Is it art?

POINT OF VIEW - Br. Edmundo Fernandez - The Philippine Star

As a young Fine Arts student in UP in the early 80s, my understanding of art was turned upside down when one of my early professors said that art was anything and everything, anywhere and everywhere. He said and I quote: “Oh, it’s the shoes you wear and the ad on the bus and the chair you sit on right now.” For one whose idea of art was something hung on a wall or put on a pedestal, the mind shift was difficult and long and it took me years, decades in fact, to fully embrace what my professor said. Today, of course, I take on the same view that everything is art.

Take Olafur Eliasson, who puts rivers and rainbows into museum spaces or recreates the sun, yes the Sun, in large halls. Is it art?

Or the maverick Spanish chef Ferran Adria of El Bulli who created the culinary foam, now de rigueur in high-end restaurants. A culinary genius and innovator, he was one of the first to play with taste, perception and sense. Is it art? One of El Bulli’s legacies is that it becomes a training ground for young chefs who later on would become Michelin-starred.

Or Japan’s Shigeru Ban who extensively uses paper, including tubing to be used as posts to construct houses and structures. He constantly explores the use of paper as construction material by mixing them with paint and polyurethane.

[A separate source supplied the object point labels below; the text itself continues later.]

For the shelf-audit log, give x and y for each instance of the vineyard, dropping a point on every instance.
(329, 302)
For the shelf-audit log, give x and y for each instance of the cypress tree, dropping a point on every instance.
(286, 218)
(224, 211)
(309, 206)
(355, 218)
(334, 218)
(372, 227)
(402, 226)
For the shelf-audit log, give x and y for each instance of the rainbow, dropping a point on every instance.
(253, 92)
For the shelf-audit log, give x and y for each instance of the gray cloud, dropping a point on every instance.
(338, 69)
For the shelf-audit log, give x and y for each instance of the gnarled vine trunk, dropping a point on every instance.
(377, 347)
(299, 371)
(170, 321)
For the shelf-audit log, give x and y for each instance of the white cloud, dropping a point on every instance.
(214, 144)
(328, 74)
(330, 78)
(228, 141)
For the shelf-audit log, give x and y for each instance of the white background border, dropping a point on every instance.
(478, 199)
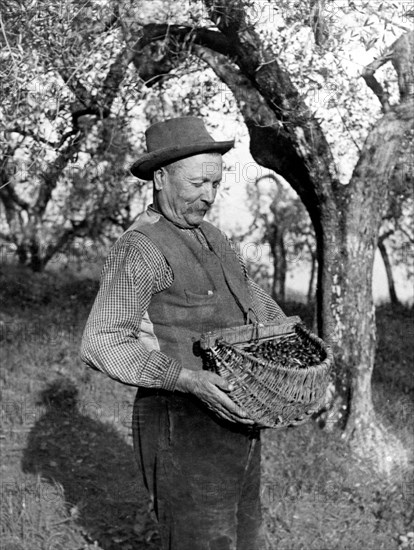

Is it art? In 2014, Shigeru Ban was awarded the highly coveted Pritzker Prize, the Nobel for Architecture.

Or Quentin Tarantino’s “Pulp Fiction.” A film that begins with the end and ends with the beginning. And in between he weaves four stories marked by crime and gratuitous violence and interspersed with dialogue that is up there with the best in film history. Is it art? Pulp Fiction won the Palm D’Or in Cannes and Best Screenplay at the Oscars.

Or John Barnard, who designed the 1990 Formula 1 car, Ferrari 64½, an example of aerodynamic perfection. Is it art? It is one of the few cars and the only F1 car that is in the collection of the Museum of Modern Art.

These are just examples of thousands who push the boundary of art and design. Artists, architects, engineers; chefs, film makers, designers across all disciplines; teachers, gardeners, cultural preservationists; programmers, doctors, writers. Name a discipline and art, design and creativity will always seep into their thinking and their practice.

This is what Benilde Open and De La Salle-College of Saint Benilde is all about – to push the boundaries of what we conceive as Design and Art. It is dedicated to shaping design and art sensibilities by championing innovative and collaborative projects within and outside the school.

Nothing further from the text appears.